13.07.2012

Wenn ein vierter Platz enttäuschend ist

Über die Langdistanz habe ich in meinem vorherigen Beitrag schon ausführlich geschrieben. Es war mein wohl grösster Erfolg in meiner Karriere und ist eine Genugtuung nach dem verpatzen Frühling.

Podest Langdistanz

Für den Sprint konnte ich das Selbstvertrauen vom Vortag mitnehmen. In der Quarantäne im Schloss über Alicante hatte ich bereits ein Lächeln auf dem Gesicht und ich behielt es auch beim Bad im Meer während dem Auslaufen. In steilen und schmalen Gassen am Schlosshügel hiess es, den Überblick zu behalten und flexibel zu bleiben. Die Karte entsprach nicht der gewohnten Norm, war teilweise auch schlichtweg falsch. Ich liess mich aber nicht aus dem Konzept bringen, kämpfte die Treppchen hinauf und zog meine Route immer entschlossen durch. Im Ziel übernahm ich die Spitze, knapp vor meinen Teamkollegen Andreas Kyburz. Ich hatte ein gutes Gefühl und die Konkurrenten bissen sich die Zähne aus. Nur einer war noch schneller: Martin Hubmann – noch ein Schweizer. Podium komplett!!!

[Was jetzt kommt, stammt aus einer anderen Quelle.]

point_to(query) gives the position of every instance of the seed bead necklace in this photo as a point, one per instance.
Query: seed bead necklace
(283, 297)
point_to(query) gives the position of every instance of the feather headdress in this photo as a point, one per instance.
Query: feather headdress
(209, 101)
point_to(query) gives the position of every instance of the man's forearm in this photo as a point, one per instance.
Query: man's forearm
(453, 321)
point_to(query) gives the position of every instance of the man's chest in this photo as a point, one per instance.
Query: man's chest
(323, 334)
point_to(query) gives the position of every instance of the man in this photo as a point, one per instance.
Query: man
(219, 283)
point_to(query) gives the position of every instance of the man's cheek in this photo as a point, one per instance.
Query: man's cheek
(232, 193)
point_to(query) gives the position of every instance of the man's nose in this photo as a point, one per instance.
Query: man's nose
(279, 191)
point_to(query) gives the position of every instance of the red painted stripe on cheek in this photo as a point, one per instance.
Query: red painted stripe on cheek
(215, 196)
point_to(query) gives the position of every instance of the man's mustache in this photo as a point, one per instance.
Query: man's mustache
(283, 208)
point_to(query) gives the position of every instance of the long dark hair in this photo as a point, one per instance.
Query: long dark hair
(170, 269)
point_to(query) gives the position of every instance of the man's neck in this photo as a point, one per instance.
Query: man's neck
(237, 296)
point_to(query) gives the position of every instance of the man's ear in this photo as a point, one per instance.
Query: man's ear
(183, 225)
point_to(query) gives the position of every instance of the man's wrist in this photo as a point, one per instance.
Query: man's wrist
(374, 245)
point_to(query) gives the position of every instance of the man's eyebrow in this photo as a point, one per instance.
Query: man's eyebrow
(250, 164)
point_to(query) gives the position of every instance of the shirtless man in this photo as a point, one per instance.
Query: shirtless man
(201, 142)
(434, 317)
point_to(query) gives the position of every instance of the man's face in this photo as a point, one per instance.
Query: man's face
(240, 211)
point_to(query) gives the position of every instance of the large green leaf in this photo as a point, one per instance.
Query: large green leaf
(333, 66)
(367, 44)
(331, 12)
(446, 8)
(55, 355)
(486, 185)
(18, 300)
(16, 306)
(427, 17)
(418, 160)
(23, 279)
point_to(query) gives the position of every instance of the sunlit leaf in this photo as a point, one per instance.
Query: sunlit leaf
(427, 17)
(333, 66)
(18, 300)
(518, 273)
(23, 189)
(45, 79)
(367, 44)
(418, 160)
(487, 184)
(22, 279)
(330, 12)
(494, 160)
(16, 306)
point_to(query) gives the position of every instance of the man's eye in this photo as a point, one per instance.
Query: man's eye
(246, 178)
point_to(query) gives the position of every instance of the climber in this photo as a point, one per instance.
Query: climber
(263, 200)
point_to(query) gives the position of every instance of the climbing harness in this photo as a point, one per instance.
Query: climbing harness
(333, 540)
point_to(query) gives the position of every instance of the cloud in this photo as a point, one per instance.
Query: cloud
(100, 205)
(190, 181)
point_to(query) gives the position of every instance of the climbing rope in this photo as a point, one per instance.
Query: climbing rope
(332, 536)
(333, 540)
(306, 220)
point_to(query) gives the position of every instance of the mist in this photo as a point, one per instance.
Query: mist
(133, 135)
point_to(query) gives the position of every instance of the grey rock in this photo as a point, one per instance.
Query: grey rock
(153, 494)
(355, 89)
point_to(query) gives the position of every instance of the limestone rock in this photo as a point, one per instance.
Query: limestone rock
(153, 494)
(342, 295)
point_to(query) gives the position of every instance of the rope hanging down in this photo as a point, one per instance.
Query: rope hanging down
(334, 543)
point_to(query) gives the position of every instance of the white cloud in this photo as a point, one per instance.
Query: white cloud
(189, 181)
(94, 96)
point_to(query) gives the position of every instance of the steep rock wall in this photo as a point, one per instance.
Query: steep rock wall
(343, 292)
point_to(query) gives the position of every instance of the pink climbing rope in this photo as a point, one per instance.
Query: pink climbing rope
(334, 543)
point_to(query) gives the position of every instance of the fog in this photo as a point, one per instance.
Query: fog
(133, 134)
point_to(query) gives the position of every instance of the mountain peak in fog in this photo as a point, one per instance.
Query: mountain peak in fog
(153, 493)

auf den letzten Metern im Sprint

Die Mitteldistanz lief ich nicht, konnte mich also für die abschliessende Staffel schonen. Dort übernahm ich die Startstrecke. Mit grossem Selbstvertrauen im Bauch lief ich von Beginn weg offensiv und war über weite Strecken in der Leaderposition. Dann hatte ich einen weiten Gabelungsposten und liess mich durch das kurz aus dem Flow bringen. Ich machte einen Fehler von ca. einer Minute, profitierte dann von einer kürzeren Gabelung und passierte den Zuschauerposten mit Andreas Rüedlinger von Schweiz 2, 30s hinter der Spitze. Auf der Schlussrunde traf es mich wieder mit der weitesten Gabelung und so übergab ich mit 50s Rückstand auf den zweiten Läufer Florian Howald. Er machte einen sehr guten Job, übergab an dritter Stelle und verkleinerte den Rückstand nach vorne um ein paar Sekunden. Martin strotze ebenfalls vor Selbstvertrauen und so warteten wir zuversichtlich am Zuschauerposten. Und es kam ein Schweizerdress..das von Schweiz 2. Andreas Kyburz lief eine sehr starke Schlussstrecke und sicherte seinem Team den Sieg vor Schweden. Martin brachte uns auf den vierten Platz. Nachdem er den ersten Posten lange gesucht hatte, kämpfte er sich nochmals nahe an Bronze ran.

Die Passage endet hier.